Data menunjukkan progres yang signifikan dalam program ini: Tahap Pertama: Terbit 83 Kartu Keluarga dan 148 KTP-el. Tahap Kedua: Meningkat menjadi 165 Kartu Keluarga dan 375 KTP-el. “Capaian ini adalah cerminan komitmen kami untuk memberikan layanan yang cepat, tepat, dan responsif. Sinergi antara pemerintah daerah hingga tingkat RT/RW menjadi kunci utama agar pembaruan data berjalan efektif,” ungkap Ngatiyana.

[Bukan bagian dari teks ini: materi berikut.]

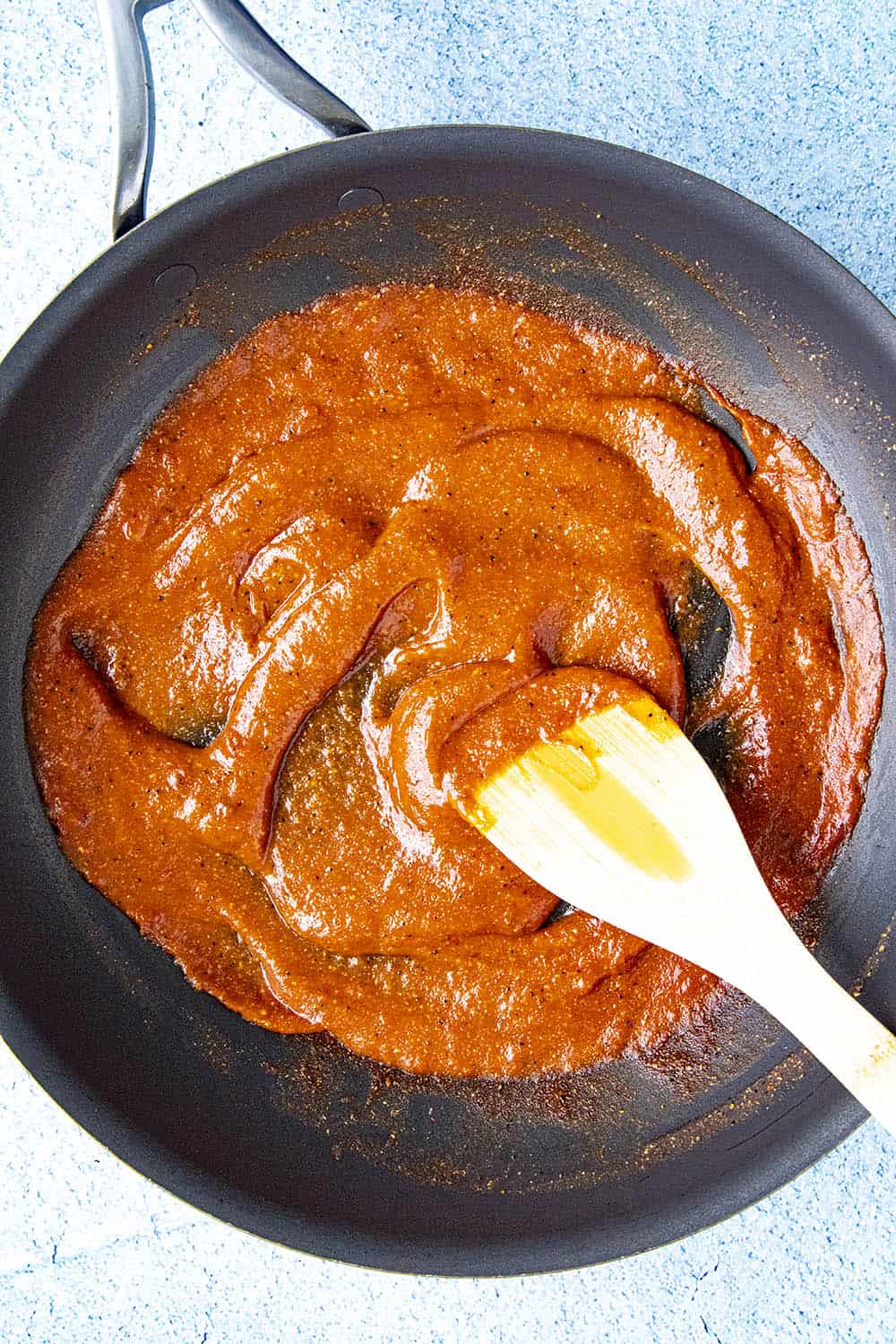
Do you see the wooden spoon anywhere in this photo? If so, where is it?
[458,696,896,1134]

Dorong Transformasi ke Identitas Kependudukan Digital (IKD)Selain penyerahan dokumen fisik, Wali Kota juga menekankan pentingnya akselerasi digital. Saat ini, ti ngkat aktivasi Identitas Kependudukan Digital (IKD) di Kota Cimahi baru mencapai 8,1 persen. Ngatiyana menilai angka ini sebagai tantangan untuk meningkatkan literasi digital masyarakat.
“IKD akan sangat mempermudah warga dalam mengakses berbagai layanan publik dan swasta secara terintegrasi tanpa perlu repot membawa dokumen fisik. Kami ajak masyarakat untuk beralih ke digital, namun tetap waspada terhadap potensi kejahatan siber dan pastikan selalu menggunakan jalur resmi pemerintah,” pesannya.

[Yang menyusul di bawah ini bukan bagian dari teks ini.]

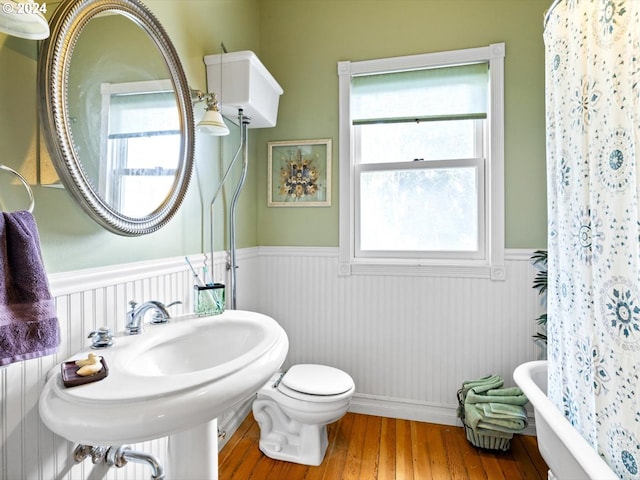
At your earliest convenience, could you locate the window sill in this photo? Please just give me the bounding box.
[338,261,506,280]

Pelayanan Inklusif untuk Semua Sebagai langkah antisipasi, Ngatiyana mengimbau setiap kepala keluarga untuk menyimpan file digital Kartu Keluarga yang diterbitkan Disdukcapil, karena dokumen tersebut memiliki kekuatan hukum yang setara dengan versi cetak. Pemkot Cimahi menegaskan akan terus menggalakkan program jemput bola ini secara berkelanjutan ke berbagai wilayah. “Tujuan kami adalah menghadirkan pelayanan administrasi yang inklusif dan mudah dijangkau. Tidak boleh ada warga yang tertinggal dalam proses pemutakhiran data kependudukan ini,” pungkasnya.